There is also the factors of why these systems have never evolved into becoming a true multilingual information retrieval system as when it comes to making a program as such how would it integrate into a library information retrieval system. “Libraries have always been based on values that extend to today’s digital and hybrid instances. Libraries must continue to nurture and take care of these values today; while it is easy to say that Google or Bing will do it, it is important to understand and realize that these commercial entities do not really care much about the fundamental human things that libraries have cared about like access, cooperation, learning, intellectual freedom, fairness, quality, communication and stewardship.” (Marchionini, 2014, pp.143-144) For websites that serve as an information hub, such as Google, they gain advertisement revenue based on searches and clicks so it would be detrimental to their mission to make an a system that would eliminate the need for those clicks. For a user who needs to find information for anything, such as school or work, the amount of search clicks would help Google.

This is where libraries are also a part of this, user behavior in libraries is different, whereas they would normally go on Google or Bing while at home, in the library they would have help from a librarian or a library information system to gain what they need. “Thus libraries are serving both local patrons, the people who always come to the library but also serving people anywhere in the world who may be coming in through the internet. Libraries are extending their reach. They participate more in knowledge creation, publishing activities and many traditional libraries now are truly hybrid libraries, and they have almost as much digital resources as they have physical.” (Marchionini, 2014, p. 145) Libraries have the unique ability to find information for a patron to further help their needs whether it’s a physical item or a digital one. The caveat is that it’s subjected to a monolingual search, whereas Google has the ability to do a multilingual search.

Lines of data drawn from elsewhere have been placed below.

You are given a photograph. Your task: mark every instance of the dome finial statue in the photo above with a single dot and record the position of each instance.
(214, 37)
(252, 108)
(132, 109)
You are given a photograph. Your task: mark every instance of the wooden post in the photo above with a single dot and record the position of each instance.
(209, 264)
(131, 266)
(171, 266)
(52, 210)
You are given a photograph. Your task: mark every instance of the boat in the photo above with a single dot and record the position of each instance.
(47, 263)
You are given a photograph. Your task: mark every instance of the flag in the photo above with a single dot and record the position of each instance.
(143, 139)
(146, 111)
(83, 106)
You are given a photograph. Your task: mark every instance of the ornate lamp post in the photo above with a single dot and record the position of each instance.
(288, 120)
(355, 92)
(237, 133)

In a study where it was asked about what users of the Saudi Digital Library experienced as it is a multilingual information retrieval system, one of the participants stated that “If I were to suggest [anything], I think one of the important things is to know what the users’ needs are to design search systems.” (Alsalmi, 2019, p. 95) It was further iterated that “receiving wrong suggestions, incorrect translations and unrelated results point to a need to reevaluate the CLIR in the SDL to provide accurate results that satisfy its users’ needs.” (Alsalmi, 2019, p. 97) This study shows the difficulties that multilingual digital libraries face, “With the added variable of multiple languages, multilingual digital libraries face challenges that other libraries may not. Multilingual digital libraries might lack the resources to accommodate every language spoken by users. Users might even have difficulty accessing resources in the library’s database for different reasons. First, problems might arise with the multilingual search function itself. Second, characteristics of different languages may limit their search results.” (Alsalmi, 2019, p. 87)

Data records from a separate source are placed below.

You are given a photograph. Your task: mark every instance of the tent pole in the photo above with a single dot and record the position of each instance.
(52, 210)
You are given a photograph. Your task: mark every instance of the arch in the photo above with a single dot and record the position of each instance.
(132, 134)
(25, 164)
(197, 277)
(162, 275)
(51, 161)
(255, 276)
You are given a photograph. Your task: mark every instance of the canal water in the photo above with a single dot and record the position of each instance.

What are the Implications of Multilingual Information Access

One of the first questions that are associated with having a multilingual system, are the possible implications of having a system such as this for a user? But also, what would it mean to create such a system in the time of artificial intelligence and Google. The ones who would benefit the most from such a system are students and researchers as it would open up the avenues of information for what they’re doing. “Developing an open access, multi-institutional, multilingual, international digital library requires robust technological and institutional infrastructures that support the needs of individual institutions alongside the collaborative and ensure continuous communication and development of the shared vision for the digital library as a whole.” (Wooldridge et al., 2009, p. 43)

Digital libraries are an important factor in trying to develop these systems that would support multiple languages. For applications such as Google, where they have the ability to do such a thing, they would already have the information needed to understand their users as “User profiles are typically learned from a user’s usage information.” (Zhou et al., 2016, p. 454) But what would it mean for those who speak languages where the text is different, “People from different languages and cultures read in different ways. For instance, Semitic cultures read from right-to-left, while most Western cultures read from left-to-right and Pacific-Oceanic cultures read vertically from top-to-bottom in columnar format.” (Miraz et al., 2016, p. 433) For applications such as search engines the infrastructure is there to support various languages to an extent, it’s applying these information retrieval systems to libraries that would change how documents could be searched for.

As for image search it would come down to how language would be used in association with the images, for libraries which use controlled vocabularies, users would be give the option to use the following,

(1) a simple, natural language keyword search; or

(2) a more structured “advanced” search, offering multiple predefined categories in drop-down menus to use with search terms, and Boolean options for further limiting results. (Menard and Smithglass, 2013, p.105)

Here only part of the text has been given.